Vladimír Machonin

   
  • architect

    Vladimír Machonin
  • Date of birth

    3. 2. 1920 Prostějov
  • Date of death

    12. 1. 1990 Prague
Vladimír Machonin enrolled at the Czech Technical University (ČVUT) in 1938. However, due to the closure of universities during the occupation, he was not able to finish his studies until 1949. While studying, he worked as an assistant to Karel Honzík at the Institute of Theory of Architecture (Ústav teorie architektury). From there, he continued to the Institute of Studies and Standardisation (Studijní a typizační ústav) after graduation. The beginnings of his practice in the field are thus connected more with theory and critique, as evidenced, among other things, by his involvement in the debate seeking an appropriate form of Czechoslovak socialist realism. In 1951, however, with his transfer to the State Design Institute (Státní projektový ústav), he moved towards working as a practising architect. In addition to his crucial meetings with Karel Prager and Jiří Kadeřábek, he also met Věra Větrovská (Machoninová), still a student at the time. They married in 1952 and formed a strong design duo. Although Machonin's entry into the Design Institute (Projektový ústav) plunged him into design practice, it did not mean a definitive farewell to the theory of architecture for him. In the following years, he kept returning to it in when formulating standard guidelines.

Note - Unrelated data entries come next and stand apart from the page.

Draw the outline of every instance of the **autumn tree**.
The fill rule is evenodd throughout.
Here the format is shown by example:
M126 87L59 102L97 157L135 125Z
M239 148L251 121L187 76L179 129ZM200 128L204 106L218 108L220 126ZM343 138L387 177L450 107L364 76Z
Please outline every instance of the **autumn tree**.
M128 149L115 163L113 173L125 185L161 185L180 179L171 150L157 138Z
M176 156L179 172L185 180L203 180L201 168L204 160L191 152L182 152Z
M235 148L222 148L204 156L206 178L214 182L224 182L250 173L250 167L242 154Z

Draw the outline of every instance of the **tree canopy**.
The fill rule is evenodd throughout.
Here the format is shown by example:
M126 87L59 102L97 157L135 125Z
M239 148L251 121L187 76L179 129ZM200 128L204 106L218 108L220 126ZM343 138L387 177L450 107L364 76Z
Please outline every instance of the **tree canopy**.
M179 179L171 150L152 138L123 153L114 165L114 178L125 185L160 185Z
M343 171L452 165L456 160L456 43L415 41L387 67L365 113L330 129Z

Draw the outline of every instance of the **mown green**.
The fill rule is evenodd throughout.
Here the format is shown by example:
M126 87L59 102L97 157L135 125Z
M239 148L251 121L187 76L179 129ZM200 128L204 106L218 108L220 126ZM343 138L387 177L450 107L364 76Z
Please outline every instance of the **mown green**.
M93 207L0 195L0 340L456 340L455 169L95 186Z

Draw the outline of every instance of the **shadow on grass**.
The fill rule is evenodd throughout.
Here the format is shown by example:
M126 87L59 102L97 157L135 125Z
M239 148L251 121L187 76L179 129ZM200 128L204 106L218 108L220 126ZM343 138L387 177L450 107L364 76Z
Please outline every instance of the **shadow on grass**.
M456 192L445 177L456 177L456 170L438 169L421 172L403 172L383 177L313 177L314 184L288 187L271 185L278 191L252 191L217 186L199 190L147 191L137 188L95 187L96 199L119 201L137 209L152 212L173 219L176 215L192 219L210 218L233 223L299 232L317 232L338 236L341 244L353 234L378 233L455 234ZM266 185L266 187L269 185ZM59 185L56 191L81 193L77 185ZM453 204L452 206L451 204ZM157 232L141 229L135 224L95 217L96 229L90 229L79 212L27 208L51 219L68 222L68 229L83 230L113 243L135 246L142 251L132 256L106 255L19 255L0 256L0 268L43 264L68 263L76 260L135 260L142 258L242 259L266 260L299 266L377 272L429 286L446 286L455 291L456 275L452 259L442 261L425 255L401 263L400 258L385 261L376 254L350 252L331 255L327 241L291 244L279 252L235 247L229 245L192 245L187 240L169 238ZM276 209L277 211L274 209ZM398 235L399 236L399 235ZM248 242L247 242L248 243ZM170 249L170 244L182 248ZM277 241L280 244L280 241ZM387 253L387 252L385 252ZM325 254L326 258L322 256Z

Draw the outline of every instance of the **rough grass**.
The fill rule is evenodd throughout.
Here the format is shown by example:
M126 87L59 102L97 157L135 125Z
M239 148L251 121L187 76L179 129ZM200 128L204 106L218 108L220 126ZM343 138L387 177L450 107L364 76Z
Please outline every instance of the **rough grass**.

In the first half of the 1950s, Vladimír Machonin participated in several tenders for houses of culture. However, the design of the Trade Union House (Dům odborů), later the ROH House of Culture in Jihlava, became a major project for him and his wife in 1956. Their project won the first prize in the architectural competition, and after several revisions, it was brought to fruition in 1961. Until the end of the 1960s, a number of other more or less important competition entries followed. Of particular note is the success in the international competition for the design of the campus and service buildings of University College Dublin in 1964 (together with Věra Machoninová, Jiří Albrecht, Jiří Kadeřábek, and Karel Prager) and the competition for Hotel Thermal, and the festival cinema in Karlovy Vary, which was completed in 1977 according to the Machonins' project from the mid-1960s.

In 1967, an opportunity arose to break away from the influence of Stavoprojekt and establish a studio under the auspices of the Association of Design Studios (Sdružení projektových ateliérů). The major successes of the newly established Alfa studio, which was headed by Vladimír Machonin and in which he worked together with his wife, Věra, included winning the tender for the Kotva department store in Prague in 1969 and for the Czechoslovak embassy in Berlin in 1970. However, the Alfa studio did not live to see the grand opening of these completed buildings – it could only function in its original form until 1970, when the Association of Design Studios (Sdružení projektových ateliérů) was dissolved as a result of the events of August 1968. Moreover, the Machonins refused to sign their consent to the military invasion of Czechoslovakia by Warsaw Pact troops, which hindered their admission to the newly established Union of Architects (Svaz architektů) and at the same time prevented them from entering tenders and publishing their projects in official periodicals. In the 1970s, Vladimír Machonin designed the Prague housing estates in Lehovec and Kyje (completed in 1980), and together with Věra Machoninová, he also supervised the construction of the protracted projects designed back in the 1960s. According to Lukáš Beran, the architect’s last work was probably the design of a gymnasium building in Prague-Lhotka from 1979, published in Czechoslovak Architectin 1990 after the revolution.